Professor defends households led by same-sex couples


Associated Press

DETROIT

A sociologist testifying Wednesday at Michigan’s gay-marriage trial said children raised by same-sex parents suffer no handicap when compared with other kids.

Michael Rosenfeld of Stanford University said “there is no basis” for believing that kids develop better in a household led by a man and a woman.

“It’s clear that being raised by same-sex parents is no disadvantage to children,” he said, broadly summarizing research in the field.

Rosenfeld testified on the second day of a trial challenging a 2004 Michigan constitutional amendment that recognizes marriage only between a man and a woman. Two Detroit-area nurses are asking a judge to overturn it, saying it violates the Equal Protection Clause of the U.S. Constitution.

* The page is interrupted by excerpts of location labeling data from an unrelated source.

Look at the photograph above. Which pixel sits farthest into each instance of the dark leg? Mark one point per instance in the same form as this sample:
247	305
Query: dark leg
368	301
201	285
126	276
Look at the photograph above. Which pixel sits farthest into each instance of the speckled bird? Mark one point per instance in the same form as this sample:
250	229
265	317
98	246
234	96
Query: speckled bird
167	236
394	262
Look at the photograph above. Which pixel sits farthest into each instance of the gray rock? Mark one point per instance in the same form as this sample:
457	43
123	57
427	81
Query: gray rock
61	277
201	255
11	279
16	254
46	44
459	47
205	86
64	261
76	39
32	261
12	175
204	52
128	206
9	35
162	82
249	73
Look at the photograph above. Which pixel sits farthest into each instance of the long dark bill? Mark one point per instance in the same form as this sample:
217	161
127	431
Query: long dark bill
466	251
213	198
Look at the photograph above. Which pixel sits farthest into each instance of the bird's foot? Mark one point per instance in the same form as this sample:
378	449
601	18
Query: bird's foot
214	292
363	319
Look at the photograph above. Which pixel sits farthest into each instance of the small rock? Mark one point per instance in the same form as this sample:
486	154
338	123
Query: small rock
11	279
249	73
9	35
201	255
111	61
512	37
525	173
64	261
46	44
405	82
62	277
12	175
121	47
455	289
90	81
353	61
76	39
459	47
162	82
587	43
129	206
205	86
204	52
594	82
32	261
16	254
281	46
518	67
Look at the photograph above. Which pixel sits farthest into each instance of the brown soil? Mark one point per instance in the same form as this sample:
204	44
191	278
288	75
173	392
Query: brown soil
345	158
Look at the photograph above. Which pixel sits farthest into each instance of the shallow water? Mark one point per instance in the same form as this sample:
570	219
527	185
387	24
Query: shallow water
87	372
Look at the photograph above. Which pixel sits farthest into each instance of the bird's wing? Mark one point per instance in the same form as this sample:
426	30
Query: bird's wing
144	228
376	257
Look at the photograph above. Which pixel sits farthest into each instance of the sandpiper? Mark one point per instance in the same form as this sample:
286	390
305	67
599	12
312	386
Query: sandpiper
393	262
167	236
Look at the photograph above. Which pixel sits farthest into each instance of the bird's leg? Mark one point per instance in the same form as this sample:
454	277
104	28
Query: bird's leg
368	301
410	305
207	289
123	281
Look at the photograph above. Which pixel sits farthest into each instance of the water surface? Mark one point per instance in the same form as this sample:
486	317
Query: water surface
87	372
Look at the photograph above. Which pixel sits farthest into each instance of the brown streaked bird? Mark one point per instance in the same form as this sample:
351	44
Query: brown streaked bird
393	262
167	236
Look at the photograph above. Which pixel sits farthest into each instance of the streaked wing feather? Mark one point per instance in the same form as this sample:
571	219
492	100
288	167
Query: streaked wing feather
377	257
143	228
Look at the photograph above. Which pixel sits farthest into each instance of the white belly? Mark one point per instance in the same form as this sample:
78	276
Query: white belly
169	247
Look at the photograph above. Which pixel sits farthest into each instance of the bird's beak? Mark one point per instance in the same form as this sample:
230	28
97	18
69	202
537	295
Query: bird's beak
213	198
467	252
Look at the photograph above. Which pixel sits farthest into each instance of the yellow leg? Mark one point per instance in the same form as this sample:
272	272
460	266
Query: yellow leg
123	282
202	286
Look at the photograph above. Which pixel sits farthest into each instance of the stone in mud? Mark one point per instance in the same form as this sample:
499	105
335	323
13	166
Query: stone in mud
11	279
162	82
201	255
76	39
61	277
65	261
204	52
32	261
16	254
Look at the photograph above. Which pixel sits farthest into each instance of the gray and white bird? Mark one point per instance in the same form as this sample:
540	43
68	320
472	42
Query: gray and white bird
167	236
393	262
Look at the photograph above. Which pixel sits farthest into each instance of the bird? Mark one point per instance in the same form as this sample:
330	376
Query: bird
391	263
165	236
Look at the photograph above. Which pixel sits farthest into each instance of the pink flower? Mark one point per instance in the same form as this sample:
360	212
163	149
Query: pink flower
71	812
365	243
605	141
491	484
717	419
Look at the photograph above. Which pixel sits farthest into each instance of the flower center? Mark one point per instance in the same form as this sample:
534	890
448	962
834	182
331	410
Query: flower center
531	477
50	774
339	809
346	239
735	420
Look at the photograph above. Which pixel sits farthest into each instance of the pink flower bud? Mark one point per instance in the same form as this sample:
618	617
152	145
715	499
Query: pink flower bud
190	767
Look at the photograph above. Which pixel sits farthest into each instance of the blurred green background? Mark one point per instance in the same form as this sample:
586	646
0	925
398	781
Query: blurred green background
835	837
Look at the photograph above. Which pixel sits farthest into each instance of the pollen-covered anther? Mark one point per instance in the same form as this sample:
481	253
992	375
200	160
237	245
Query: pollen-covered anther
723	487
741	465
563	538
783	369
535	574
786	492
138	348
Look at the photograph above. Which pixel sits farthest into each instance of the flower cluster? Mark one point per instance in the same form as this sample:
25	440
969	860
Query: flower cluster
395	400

Meanwhile, a federal judge declared a same-sex marriage ban in deeply conservative Texas unconstitutional Wednesday, but will allow the nation’s second-most populous state to enforce the law pending an appeal that likely will go to the U.S. Supreme Court.

Judge Orlando Garcia issued the preliminary injunction after two gay couples challenged a state constitutional amendment and a long-standing law. His ruling is the latest in a tangled web of lawsuits across the country expected to end up in the Supreme Court next year.

In Michigan, Jayne Rowse and April DeBoer are raising three adopted children at their Hazel Park home, but they’re barred from jointly adopting them because same-sex couples can’t marry in Michigan.

Many questions at trial have focused on the well-being of children. State attorneys are defending the gay-marriage ban by saying voters wanted to encourage families led by a male and a female.

The issue for U.S. District Judge Bernard Friedman is whether there’s a rational state interest in restricting marriage to a man and a woman.

While cross-examining Rosenfeld, Assistant Attorney General Kristin Heyse suggested it was rational for voters to approve the gay-marriage ban nearly 10 years ago because same-sex marriage in the U.S. was just emerging.

Rowse, 49, and DeBoer, 42, will not be testifying, although the state agreed with a statement read into evidence that describes them as “responsible and caring parents” who are providing a loving home to their children.

University of Michigan law professor Vivek Sankaran, who has much experience with the state’s foster-care system, testified that more children would be adopted if same-sex couples had the same joint-adoption rights as married heterosexual couples.